Eineinhalb Stunden hatte er seinem Ehemann Raum gegeben, sich zu beruhigen, ehe er sich selbst wieder an Bord traute. Von da an hielt Derek sich stets in Stiles Nähe auf, schweigend, ohne diesem zu sehr auf die Pelle zu rücken, mit betretener Miene, hängendem Kopf und insgesamt ein Bild des Elends, bis Stiles schließlich seufzte:
 

„Du bist echt ein Trottel, Hale!“
 

„Ich weiß.“ erwiderte der Angesprochene: „Ich liebe dich!“
 

Stiles trottete hinüber zu seinem Mann, welcher verloren und traurig auf einer Bank an Deck saß, nahm auf dessen Schoß Platz, fuhr mit den Fingern durch das dichte dunkle Haar und fragte:

„Was soll ich nur mit dir machen, hm?“
 

„Mich behalten?“ schlug der Ältere hoffnungsvoll vor:
 

„Ich schätze, das werde ich wohl.“ gab Stiles zurück:
 

„Es tut mir so leid.

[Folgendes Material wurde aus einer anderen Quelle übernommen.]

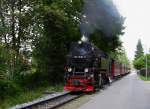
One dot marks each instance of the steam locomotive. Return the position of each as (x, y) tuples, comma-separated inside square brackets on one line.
[(88, 68)]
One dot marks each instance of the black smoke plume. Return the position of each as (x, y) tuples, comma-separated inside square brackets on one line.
[(99, 15)]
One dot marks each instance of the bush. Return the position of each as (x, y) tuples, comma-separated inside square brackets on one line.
[(8, 88)]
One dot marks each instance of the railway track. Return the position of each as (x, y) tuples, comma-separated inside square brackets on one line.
[(49, 102)]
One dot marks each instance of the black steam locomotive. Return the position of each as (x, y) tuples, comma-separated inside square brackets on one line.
[(89, 68)]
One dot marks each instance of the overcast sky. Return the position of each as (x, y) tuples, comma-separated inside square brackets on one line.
[(137, 13)]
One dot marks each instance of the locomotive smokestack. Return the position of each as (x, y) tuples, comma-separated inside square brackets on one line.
[(99, 15), (84, 38)]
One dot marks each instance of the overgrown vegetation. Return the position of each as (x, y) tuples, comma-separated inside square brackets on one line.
[(35, 36)]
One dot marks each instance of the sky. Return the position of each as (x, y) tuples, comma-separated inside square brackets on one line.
[(137, 14)]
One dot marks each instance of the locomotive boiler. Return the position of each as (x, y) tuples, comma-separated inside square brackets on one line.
[(87, 68)]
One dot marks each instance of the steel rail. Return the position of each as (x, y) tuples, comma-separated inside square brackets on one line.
[(49, 102)]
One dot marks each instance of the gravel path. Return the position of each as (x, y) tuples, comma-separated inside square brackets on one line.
[(127, 93)]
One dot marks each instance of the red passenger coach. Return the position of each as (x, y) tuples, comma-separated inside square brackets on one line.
[(89, 68)]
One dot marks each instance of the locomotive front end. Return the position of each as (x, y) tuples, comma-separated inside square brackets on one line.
[(79, 76)]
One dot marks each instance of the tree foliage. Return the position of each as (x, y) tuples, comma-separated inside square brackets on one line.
[(141, 62), (35, 36)]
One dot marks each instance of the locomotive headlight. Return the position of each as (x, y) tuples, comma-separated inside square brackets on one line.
[(92, 75), (69, 69), (86, 70)]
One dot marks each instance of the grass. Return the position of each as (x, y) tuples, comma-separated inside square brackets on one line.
[(144, 78), (26, 96)]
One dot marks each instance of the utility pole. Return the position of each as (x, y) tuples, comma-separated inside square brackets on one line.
[(146, 63)]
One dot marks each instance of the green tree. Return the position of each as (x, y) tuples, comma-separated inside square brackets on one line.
[(60, 27), (141, 62), (139, 50)]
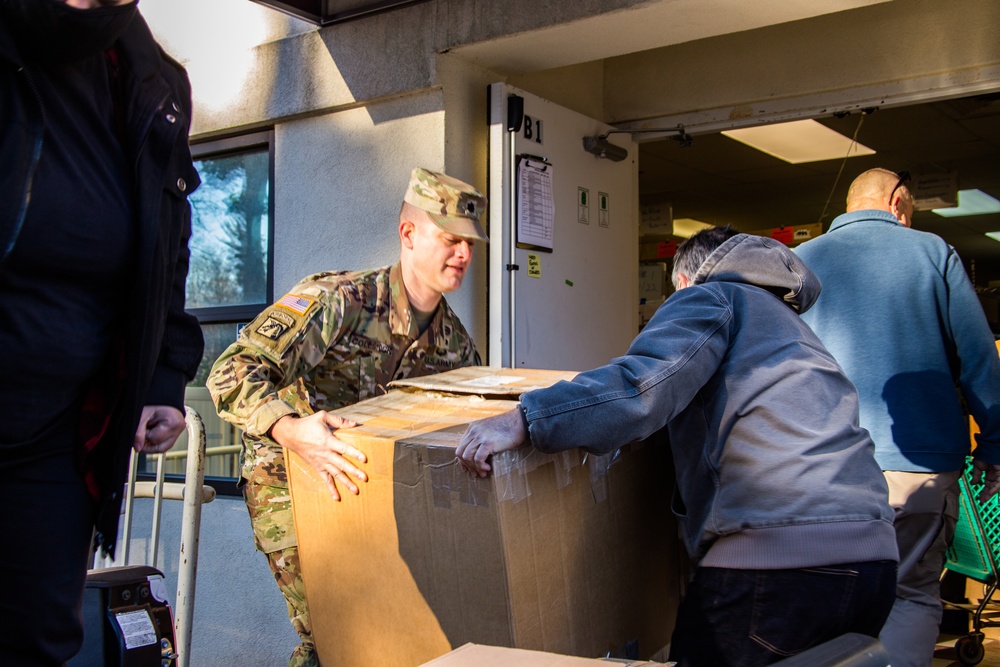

Ich wollte dich wirklich nicht kränken.“ beteuerte Derek:
 

„Weiß ich doch.“ versicherte Stiles: „Und was machen wir jetzt? Vögeln wir?
 

Derek hob den Kopf, grinste zaghaft und nickte.
 

Die beiden Männer verschwanden in ihrer Kajüte und versöhnten sich erst einmal ausgiebig, während die Yacht ein weiteres Mal ablegte und diesmal Kurs in Richtung Nordafrika aufnahm.